We think about this (where Hadoop fits) a lot and have gathered a fair amount of expertise on the topic. The core team at Hortonworks includes the original architects, developers and operators of Apache Hadoop and its use at Yahoo, and through this experience and working within the larger community they have been privileged to see Hadoop emerge as the technological underpinning for so many big data projects. That has allowed us to observe certain patterns that we’ve found greatly simplify the concepts associated with Hadoop, and our aim is to share some of those patterns here.
As an organization laser focused on developing, distributing and supporting Apache Hadoop for enterprise customers, we have been fortunate to have a unique vantage point.
With that, we’re delighted to share with you our new whitepaper ‘Apache Hadoop Patterns of Use’. The patterns discussed in the whitepaper are:
Refine: Collect data and apply a known algorithm to it in a trusted operational process.

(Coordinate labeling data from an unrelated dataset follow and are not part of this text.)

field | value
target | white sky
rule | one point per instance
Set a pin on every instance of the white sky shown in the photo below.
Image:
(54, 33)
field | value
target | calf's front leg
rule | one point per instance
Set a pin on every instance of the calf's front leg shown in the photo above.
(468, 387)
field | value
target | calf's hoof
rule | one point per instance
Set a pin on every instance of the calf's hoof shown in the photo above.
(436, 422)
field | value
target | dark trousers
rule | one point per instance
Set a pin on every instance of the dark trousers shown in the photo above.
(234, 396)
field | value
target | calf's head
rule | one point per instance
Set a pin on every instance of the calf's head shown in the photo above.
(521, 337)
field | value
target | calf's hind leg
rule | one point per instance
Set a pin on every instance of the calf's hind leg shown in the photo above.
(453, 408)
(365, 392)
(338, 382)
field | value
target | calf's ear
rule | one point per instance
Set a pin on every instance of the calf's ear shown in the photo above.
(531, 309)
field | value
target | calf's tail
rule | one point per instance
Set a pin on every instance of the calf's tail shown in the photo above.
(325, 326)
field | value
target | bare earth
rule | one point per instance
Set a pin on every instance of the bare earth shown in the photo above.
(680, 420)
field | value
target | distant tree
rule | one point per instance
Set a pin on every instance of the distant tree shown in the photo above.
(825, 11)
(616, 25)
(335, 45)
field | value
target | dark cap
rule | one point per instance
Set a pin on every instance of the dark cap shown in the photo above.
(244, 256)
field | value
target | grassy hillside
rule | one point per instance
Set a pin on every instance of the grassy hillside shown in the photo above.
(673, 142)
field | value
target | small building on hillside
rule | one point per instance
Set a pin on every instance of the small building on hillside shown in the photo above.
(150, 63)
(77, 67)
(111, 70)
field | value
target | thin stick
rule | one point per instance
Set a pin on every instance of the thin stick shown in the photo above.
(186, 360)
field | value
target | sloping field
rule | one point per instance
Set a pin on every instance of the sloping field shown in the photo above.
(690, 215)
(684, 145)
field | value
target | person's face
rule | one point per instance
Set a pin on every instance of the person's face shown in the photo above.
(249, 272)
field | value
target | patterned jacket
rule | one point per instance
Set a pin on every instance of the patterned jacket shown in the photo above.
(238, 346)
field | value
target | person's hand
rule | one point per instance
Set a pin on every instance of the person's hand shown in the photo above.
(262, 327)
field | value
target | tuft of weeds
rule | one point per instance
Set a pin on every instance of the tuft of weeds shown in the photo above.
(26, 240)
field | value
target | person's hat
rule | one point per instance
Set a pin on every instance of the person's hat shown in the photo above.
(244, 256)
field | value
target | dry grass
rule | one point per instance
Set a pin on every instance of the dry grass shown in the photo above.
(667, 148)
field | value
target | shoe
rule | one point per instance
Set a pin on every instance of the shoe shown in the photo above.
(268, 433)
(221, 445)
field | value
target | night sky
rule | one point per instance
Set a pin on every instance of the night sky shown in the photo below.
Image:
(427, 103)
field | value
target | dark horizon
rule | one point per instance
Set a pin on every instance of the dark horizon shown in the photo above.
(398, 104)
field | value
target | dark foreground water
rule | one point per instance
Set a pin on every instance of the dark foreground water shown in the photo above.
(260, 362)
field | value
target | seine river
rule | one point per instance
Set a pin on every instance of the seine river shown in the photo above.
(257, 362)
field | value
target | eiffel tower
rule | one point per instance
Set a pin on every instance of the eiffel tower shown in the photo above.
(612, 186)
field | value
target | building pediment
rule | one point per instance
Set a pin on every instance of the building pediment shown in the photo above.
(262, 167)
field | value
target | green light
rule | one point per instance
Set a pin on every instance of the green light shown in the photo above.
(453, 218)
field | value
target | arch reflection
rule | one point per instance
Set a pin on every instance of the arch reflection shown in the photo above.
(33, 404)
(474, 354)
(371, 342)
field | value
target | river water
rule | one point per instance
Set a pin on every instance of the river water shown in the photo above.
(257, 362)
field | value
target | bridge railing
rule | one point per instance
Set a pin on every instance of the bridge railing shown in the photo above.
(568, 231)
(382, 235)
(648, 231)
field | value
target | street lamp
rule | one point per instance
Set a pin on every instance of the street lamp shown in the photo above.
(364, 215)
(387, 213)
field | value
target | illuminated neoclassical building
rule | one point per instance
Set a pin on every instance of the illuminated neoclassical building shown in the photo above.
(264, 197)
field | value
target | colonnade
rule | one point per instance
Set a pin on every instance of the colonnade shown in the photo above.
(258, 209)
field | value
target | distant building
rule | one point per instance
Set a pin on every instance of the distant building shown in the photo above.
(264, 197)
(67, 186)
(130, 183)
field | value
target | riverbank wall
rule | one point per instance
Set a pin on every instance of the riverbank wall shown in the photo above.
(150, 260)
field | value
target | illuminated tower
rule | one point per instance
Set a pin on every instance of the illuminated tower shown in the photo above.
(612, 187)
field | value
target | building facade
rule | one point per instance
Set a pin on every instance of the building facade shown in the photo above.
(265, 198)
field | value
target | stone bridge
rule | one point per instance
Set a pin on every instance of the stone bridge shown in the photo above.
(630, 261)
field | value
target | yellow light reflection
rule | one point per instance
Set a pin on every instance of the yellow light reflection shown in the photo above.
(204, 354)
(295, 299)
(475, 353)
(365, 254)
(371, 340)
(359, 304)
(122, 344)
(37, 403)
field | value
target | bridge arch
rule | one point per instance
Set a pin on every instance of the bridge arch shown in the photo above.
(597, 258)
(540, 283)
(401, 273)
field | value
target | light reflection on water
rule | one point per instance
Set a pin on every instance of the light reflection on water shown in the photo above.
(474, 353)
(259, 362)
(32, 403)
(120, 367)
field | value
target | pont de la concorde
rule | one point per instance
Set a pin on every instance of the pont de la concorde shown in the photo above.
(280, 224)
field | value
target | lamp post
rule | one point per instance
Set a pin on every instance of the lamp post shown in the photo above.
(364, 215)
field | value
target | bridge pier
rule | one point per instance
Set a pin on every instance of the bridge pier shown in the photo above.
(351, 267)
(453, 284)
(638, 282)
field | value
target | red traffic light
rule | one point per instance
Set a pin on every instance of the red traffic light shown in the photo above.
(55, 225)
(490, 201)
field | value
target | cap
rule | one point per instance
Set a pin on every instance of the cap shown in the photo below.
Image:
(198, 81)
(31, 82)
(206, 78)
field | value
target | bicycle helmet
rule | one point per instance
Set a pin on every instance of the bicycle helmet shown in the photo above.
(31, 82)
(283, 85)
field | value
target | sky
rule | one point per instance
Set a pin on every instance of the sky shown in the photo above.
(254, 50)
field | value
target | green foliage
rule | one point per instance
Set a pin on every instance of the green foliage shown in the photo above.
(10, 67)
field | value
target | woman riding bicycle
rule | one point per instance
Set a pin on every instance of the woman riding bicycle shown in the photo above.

Enrich: Collect data, analyze and present salient results for online apps.
Explore: Collect data and perform iterative investigation for value.You can download it here, and we hope you enjoy it.
If you are looking for detailed patterns of use, you will be disappointed.
Runs about nine (9) pages in very high level summary mode.
What remains to be written (to my knowledge) is a collection of use patterns with a realistic amount of detail from a cross-section of Hadoop users.
That would truly be a compelling resource for the community.